In the context of 1 John, to abide in love means to abide in genuine Christian love for God and others (1 John 4:7-12; 19-21). Abiding in this love is a sign that you abide "in God," and that "God abides" in you. 

This is the big deal: fellowship with God. In Christ, we have not only learned about God and His love, but we are also partakers of it. We have been spiritually brought into the loving communion of the Father, Son, and Holy Spirit.

Believers have joined the love of God. 

God's love lives in us. God's love within us comes to outward expression through genuine love for God, each other, and others. This is John's point: 

"So we have come to know and to believe the love that God has for us. God is love, and whoever abides in love abides in God, and God abides in him."

SINCE God is love, and SINCE God lives in us in Christ, THEREFORE, believers walk in the love of God. We are marked by a genuine, affection, self-giving, self-sacrificing love one for another. We seek the common good even at cost to ourselves. We seek the good of each other even at cost to ourselves. We yearn for the blessing and well-being of each other, not just ourselves and our families.

"In this is love, not that we have loved God but that he loved us and sent his Son to be the propitiation for our sins. 11 Beloved, if God so loved us, we also ought to love one another. 12 No one has ever seen God; if we love one another, God abides in us and his love is perfected in us" (1 John 4:10-12).

Despite your feelings, struggles, sufferings, sorrows, doubts, and persecutions, the reality is that if you are in Christ, you now live in communion with God and partake of His great love. He will never leave you or forsake you. God is love to perfection, and in Christ you've come to share in the perfect love of God.


ADDITIONAL CONTEMPLATIONS ON GOD'S ETERNAL LOVE

The love that is characteristic of God's nature is eternal, unchanging, and uncreated, just as God is eternal, unchanging, and uncreated. God is perfect in all His attributes, and so God is perfect in His love, what we could call a unique Trinitarian love.

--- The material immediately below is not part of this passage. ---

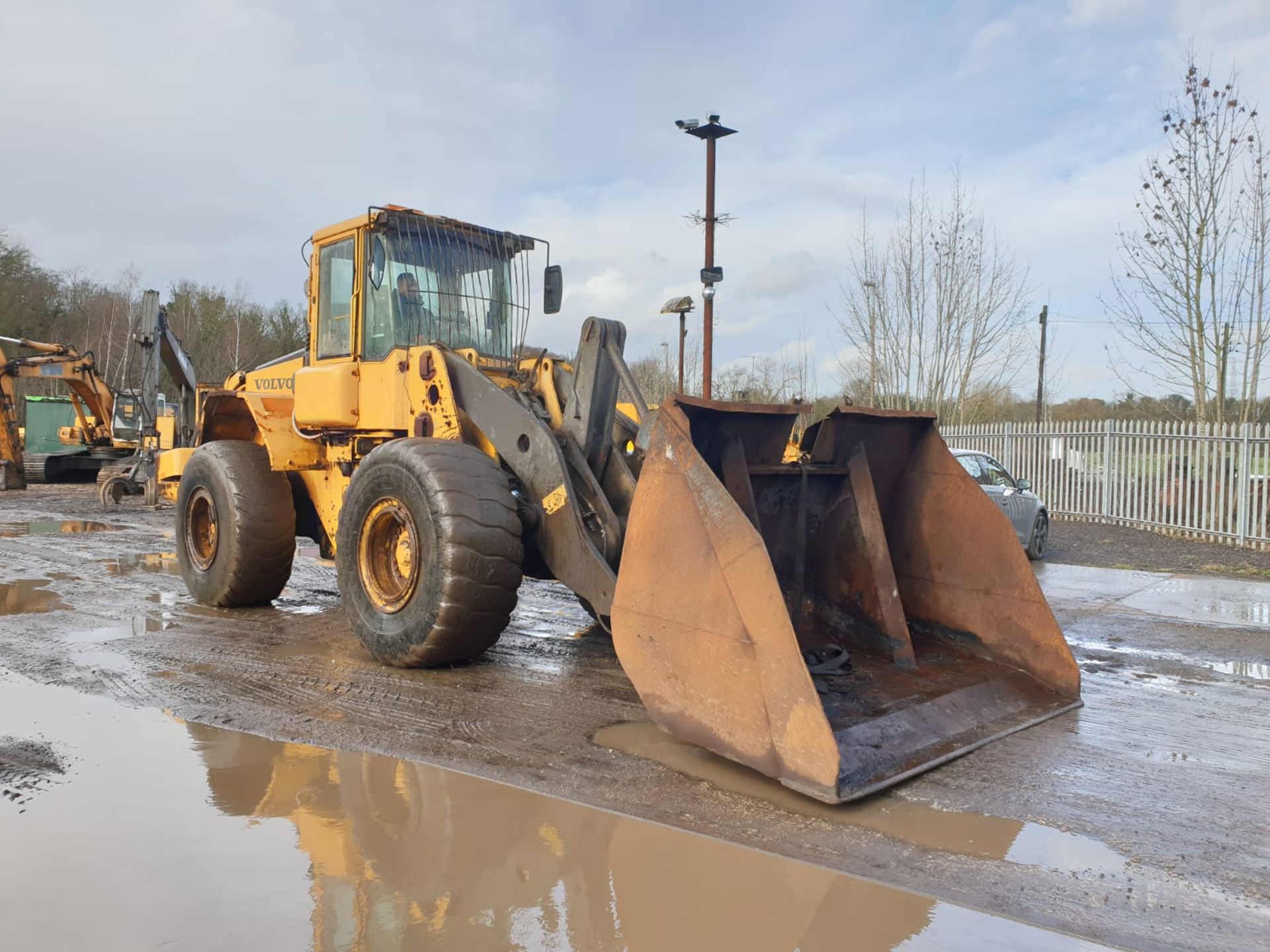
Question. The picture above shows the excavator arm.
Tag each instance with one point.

Love is not God's only character trait. God is also holy, righteous, and just. This does not contradict love, it only further describes it. God's love is a holy love, a righteous love, and a just love. God is gracious, merciful, and compassionate; so God's love is gracious, merciful, and compassionate. Love, one way or another, flavors everything about God.

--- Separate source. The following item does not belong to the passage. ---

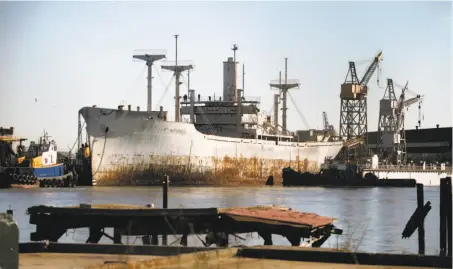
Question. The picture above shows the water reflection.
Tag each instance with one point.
(372, 218)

The greatest danger in the doctrine of God's love is to pour our preconceived understanding of love into the idea of God. Many people impose their definition of love onto God and therefore worship a figment of their imagination. It is all too common for man to, for lack of a more common expression, put God in the box of their own feelings, philosophies, presuppositions, and arbitrary imaginations. This is idolatry, even though it is popular. The reality is that God is the definition of love; He is the standard.

The practical take-away is that we must humbly allow the Bible to shape our definition of God and the nature of His love. In other words, our ideas about God must not come from our notions and opinions about love. Rather, our understanding of love and loving must come from God and what He has revealed about Himself in the Bible. Just about everyone agrees with, "God is love," or, "God is loving," so long as they get to define love and then impose that definition on God. Beloved, be on guard against this kind of reasoning. It is worldly and ungodly. It is arrogant and pretentious. It is idolatry.